Big Juniper çayırın tepesinden aşağıya baktı. Güneşli bir gündü ve üç Zebroid ile ciddi bir şekilde yuvarlanma fırsatını kaçırmak için günün çok iyi olduğuna karar vermiş olan Truffle hariç tüm çiftlik hayvanları oradaydı. Big Juniper durakladı ve çayırda toplanan hayvanları inceledi. Kendi kendine düşündü “Buttercup ve ben çayırdaki tek yetişkinleriz. Diğer çiftlik hayvanlarının da durumun ciddiyetini anlamasını sağlamalıyız.” “Zebroidler münasip hayvanlar değildir” diye başladı Big Juniper. “Domuzlar, koyunlar ve keçiler gibi doğal hayvan düzeninin bir parçası değiller ya da ördekler, tavşanlar ve inekler gibi, hepsi, özellikle de inekler, insanların ellerinde acı çekiyorlar.” “Zebroidler” diye devam etti “başka bir ülkeden, çok, çok uzaklardan gelen garip bir at benzeri hayvan olan Zebranın, başka bir at türüyle, genellikle bir atla çiftleştirilmesiyle ortaya çıkan berbat hayvan deneyi ürünleridir.” Bazı çiftlik hayvanları şaşkınlıkla Big Juniper’a baktı. “Bu Zebroidler ne kadar fantastik hayvanlar” diye düşündü Sugar.

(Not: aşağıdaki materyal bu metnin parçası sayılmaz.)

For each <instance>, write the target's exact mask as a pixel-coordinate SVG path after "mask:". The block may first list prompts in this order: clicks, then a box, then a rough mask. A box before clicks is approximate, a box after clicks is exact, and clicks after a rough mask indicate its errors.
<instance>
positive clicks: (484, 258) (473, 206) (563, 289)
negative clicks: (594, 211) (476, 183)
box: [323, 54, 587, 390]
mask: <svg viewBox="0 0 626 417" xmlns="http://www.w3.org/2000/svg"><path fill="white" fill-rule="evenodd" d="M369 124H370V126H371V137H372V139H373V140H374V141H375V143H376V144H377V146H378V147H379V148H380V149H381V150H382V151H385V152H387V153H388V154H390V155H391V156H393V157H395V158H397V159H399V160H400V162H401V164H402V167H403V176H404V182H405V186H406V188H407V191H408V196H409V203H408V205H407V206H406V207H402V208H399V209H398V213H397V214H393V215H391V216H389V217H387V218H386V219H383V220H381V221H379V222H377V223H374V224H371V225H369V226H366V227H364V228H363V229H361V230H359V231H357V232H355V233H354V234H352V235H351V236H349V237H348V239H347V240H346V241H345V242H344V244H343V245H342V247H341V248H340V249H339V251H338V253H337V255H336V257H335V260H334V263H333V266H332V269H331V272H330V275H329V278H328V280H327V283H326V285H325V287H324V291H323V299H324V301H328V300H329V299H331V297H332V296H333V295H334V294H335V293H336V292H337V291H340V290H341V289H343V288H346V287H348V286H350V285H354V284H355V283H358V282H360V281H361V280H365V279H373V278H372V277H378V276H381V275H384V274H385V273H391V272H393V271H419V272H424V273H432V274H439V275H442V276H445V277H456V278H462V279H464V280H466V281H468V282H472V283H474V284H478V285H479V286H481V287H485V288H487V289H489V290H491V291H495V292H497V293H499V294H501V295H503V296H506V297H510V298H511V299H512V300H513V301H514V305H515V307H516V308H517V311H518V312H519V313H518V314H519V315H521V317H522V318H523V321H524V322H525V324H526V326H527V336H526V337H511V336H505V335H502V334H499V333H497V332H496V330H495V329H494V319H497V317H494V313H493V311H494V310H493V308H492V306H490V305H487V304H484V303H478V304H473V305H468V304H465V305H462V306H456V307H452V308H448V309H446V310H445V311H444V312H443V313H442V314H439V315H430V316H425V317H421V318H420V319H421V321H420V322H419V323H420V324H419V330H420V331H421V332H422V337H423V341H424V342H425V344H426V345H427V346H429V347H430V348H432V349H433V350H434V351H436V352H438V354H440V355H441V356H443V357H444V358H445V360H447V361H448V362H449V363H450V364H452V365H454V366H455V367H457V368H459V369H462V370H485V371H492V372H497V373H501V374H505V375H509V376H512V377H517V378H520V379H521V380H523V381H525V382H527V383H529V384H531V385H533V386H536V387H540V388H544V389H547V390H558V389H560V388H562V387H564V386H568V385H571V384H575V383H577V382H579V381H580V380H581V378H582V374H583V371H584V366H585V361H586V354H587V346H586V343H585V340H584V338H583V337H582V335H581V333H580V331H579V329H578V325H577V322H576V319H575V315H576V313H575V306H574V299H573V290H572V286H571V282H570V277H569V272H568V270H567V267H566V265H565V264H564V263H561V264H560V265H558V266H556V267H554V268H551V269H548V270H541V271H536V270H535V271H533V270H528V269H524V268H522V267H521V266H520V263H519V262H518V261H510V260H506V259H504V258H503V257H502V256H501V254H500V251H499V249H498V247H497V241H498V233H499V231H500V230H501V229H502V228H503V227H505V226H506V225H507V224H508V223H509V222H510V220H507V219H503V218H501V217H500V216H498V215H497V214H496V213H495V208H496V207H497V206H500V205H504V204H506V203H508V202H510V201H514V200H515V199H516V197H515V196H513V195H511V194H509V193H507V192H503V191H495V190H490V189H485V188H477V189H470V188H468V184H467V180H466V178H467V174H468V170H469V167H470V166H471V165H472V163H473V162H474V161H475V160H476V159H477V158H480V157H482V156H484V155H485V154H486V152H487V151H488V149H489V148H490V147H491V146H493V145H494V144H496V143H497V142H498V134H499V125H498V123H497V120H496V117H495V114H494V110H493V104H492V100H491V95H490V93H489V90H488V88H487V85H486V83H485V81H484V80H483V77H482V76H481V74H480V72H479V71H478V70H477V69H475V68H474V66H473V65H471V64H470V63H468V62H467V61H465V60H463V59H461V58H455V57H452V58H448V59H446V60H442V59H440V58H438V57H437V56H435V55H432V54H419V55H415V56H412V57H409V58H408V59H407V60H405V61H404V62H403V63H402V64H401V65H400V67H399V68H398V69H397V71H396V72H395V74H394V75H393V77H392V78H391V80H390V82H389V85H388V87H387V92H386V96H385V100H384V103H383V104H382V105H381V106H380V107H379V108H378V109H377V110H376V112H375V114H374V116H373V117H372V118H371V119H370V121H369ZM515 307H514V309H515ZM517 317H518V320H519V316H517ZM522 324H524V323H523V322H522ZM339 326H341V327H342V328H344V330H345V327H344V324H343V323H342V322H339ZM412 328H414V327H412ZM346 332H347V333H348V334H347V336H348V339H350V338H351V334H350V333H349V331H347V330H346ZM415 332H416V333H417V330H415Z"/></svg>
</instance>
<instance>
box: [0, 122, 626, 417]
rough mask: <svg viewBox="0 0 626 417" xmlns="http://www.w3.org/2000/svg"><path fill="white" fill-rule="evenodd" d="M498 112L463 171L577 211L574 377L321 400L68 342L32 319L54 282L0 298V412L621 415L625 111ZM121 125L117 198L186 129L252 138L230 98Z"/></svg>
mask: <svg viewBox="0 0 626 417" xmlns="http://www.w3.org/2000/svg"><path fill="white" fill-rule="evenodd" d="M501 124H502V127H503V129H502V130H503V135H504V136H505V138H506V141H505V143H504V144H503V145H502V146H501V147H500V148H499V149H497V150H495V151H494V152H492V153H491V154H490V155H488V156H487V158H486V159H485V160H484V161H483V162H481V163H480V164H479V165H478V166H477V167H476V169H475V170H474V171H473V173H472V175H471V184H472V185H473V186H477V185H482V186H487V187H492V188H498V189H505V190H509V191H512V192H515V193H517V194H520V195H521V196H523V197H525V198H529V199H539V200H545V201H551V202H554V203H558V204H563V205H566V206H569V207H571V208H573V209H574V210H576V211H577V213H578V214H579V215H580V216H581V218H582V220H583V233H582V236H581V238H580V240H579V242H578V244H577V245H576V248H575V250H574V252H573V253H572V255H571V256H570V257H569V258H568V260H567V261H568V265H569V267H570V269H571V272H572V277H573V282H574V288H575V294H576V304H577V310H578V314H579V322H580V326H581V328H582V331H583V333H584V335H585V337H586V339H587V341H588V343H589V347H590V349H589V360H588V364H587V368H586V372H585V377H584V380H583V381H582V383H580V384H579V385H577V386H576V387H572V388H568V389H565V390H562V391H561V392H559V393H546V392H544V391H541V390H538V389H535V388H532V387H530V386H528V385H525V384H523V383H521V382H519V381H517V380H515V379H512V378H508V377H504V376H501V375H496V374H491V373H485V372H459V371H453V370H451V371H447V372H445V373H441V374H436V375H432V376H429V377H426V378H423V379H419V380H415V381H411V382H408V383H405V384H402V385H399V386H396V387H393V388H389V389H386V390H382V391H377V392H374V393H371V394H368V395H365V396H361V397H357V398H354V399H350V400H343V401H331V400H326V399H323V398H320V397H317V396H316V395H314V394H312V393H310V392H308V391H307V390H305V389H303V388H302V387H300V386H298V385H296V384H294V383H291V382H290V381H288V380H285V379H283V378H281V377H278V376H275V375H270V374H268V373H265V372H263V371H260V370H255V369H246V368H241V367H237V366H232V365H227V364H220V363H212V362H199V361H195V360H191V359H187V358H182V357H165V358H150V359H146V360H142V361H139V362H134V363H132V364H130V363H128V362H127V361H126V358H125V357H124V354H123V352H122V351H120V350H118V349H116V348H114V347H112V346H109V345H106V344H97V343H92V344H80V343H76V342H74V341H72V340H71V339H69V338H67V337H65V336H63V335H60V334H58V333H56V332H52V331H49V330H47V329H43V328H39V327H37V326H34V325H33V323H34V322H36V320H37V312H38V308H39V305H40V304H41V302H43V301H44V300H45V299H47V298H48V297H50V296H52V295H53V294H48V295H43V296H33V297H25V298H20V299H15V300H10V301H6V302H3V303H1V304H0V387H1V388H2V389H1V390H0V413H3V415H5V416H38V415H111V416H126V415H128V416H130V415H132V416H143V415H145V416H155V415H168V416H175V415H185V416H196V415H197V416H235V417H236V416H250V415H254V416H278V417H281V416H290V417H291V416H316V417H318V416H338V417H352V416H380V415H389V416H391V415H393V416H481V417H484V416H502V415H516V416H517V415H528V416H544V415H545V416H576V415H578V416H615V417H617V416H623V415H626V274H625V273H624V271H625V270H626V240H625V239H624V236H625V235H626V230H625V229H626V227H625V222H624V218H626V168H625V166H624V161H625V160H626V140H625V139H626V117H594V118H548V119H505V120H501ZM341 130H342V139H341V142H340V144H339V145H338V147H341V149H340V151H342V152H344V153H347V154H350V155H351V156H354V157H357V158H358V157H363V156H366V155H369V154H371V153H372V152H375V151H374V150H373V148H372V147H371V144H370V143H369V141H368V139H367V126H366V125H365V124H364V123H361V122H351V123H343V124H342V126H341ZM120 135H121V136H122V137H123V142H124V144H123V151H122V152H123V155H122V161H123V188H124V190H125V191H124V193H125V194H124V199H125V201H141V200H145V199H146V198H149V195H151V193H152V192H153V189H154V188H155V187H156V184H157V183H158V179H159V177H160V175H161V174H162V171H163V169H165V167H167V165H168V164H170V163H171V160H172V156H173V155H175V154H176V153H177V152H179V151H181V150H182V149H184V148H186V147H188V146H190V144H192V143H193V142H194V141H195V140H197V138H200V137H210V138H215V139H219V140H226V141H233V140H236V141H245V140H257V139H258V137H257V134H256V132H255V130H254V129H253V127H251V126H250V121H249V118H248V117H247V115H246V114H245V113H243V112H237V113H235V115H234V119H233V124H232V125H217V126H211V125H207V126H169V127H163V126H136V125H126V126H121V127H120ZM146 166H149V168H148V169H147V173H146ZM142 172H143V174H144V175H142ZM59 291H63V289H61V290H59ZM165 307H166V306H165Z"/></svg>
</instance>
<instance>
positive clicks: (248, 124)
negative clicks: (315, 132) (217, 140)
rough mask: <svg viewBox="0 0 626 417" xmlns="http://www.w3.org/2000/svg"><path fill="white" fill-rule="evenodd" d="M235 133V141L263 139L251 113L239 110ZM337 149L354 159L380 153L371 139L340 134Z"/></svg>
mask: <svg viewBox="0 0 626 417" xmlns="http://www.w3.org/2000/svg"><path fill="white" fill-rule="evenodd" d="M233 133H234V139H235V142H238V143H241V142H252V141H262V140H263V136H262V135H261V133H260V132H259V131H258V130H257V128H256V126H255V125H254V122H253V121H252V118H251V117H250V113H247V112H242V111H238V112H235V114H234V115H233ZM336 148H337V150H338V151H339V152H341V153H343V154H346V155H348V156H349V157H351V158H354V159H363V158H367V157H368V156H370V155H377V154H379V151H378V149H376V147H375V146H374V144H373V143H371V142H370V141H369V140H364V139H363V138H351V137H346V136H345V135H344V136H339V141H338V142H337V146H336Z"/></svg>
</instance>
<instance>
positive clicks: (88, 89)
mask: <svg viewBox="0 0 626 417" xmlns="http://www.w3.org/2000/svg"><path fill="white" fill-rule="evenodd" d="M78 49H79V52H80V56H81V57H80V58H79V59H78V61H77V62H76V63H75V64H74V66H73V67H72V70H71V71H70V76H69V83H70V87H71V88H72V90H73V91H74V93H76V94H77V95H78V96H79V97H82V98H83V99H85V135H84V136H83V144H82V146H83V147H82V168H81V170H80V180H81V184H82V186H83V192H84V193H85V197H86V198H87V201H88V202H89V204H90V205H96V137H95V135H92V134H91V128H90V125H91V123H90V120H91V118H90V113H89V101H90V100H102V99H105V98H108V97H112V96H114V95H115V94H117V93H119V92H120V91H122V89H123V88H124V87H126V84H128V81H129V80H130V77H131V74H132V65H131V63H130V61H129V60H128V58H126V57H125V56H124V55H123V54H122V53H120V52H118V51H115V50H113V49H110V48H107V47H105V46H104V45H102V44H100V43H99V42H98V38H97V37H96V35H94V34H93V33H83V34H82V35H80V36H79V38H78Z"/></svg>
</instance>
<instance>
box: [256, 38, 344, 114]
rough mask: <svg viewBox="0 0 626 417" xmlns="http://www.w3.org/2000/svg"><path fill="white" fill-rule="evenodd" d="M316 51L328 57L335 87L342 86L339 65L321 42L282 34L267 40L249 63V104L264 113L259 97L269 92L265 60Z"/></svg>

Bir çiftlik atı olan Titan, Coco’nun çok alımlı olduğunu düşündü, ancak bu özel düşünceyi paylaşmanın zamanı olmadığını hissetti.

“Onlar bizim düşmanlarımız” diye devam etti Big Juniper. Tüm hayvan türlerini tehdit eden zooteknik imparatorluğunun bir parçasıdırlar. Titan dikkatle dinledi, ancak Coco’ya duyduğu arzuyu tam olarak sarsamadı. Thumper, Cookie’nin onu ne kadar güldürdüğünü düşünürken, Pippa, Big Juniper’in sözlerinin zebroidleri ne kadar girişken bulduğuyla çeliştiğini fark etti. Bir an için, Thumper’ın kahkahası Big Juniper’in büyüsünü bozmuş gibiydi, ama sadece bir anlığına. Big Juniper “bu Zebroidler bizim arkadaşlarımız değil” dedi. “Bunlar, tüm hayvan kategorilerinin tutarlılığını tehdit eden melezler, mutantlar. İnek kavramının net bir anlamı olmadan, eleştirel büyükbaş animalizmi çökecektir” diye ısrar eden Big Juniper doğru yolda olduğunu hissediyordu. “Aynı şey tüm hayvan politikaları için de geçerlidir. Zebroidleri Isırgan Çiftliği’nden ÇIKARMALIYIZ.” Big Juniper Cleo, Coco ve Cookie’nin isimlerini kullanmamayı tercih etti ve diğer çiftlik hayvanları hayvan görgü kurallarına uymayı seçtiğinde ise fazlasıyla irrite olduğunu gösterdi. Sol ön toynağını kuru zemine sertçe vurarak ve “daha küçük hayvanlara, eleştirel büyükbaş animalizminin bütünlüğüne ve daha genel olarak hayvan hareketine tehdit oluşturuyorlar” diyerek sözlerini tamamladı.

Sonra ne oldu, söyleyemem. Duyduğum son şey, Big Juniper’in oldukça fazla takipçi topladığı, eleştirel büyükbaş animalizminin Isırgan Çiftliği’nde politik önderliği üstlendiği ve komşu çiftliklere yayıldığıydı. Söyleyeceğim şey şu ki kalbim Cleo, Coco ve Cookie, Dottie, Sugar, Truffle ve Isırgan Çiftliği’ndeki diğer hayvanların çoğuyla. Yollarını bulmaları için dua ediyorum.

Son.

Orijinal metin, 14 Mart 2022 tarihinde “Animal Farm Revisited: A Feminist Allegory” başlığıyla Critical Legal Thinking sitesinde yayınlanmıştır, orijinal metne bağlantı üzerinden erişmeniz mümkündür.


[1] Zebranın at veya eşek ile çiftleştirilmesiyle elde edilen hibrit bir tür (ç.n.).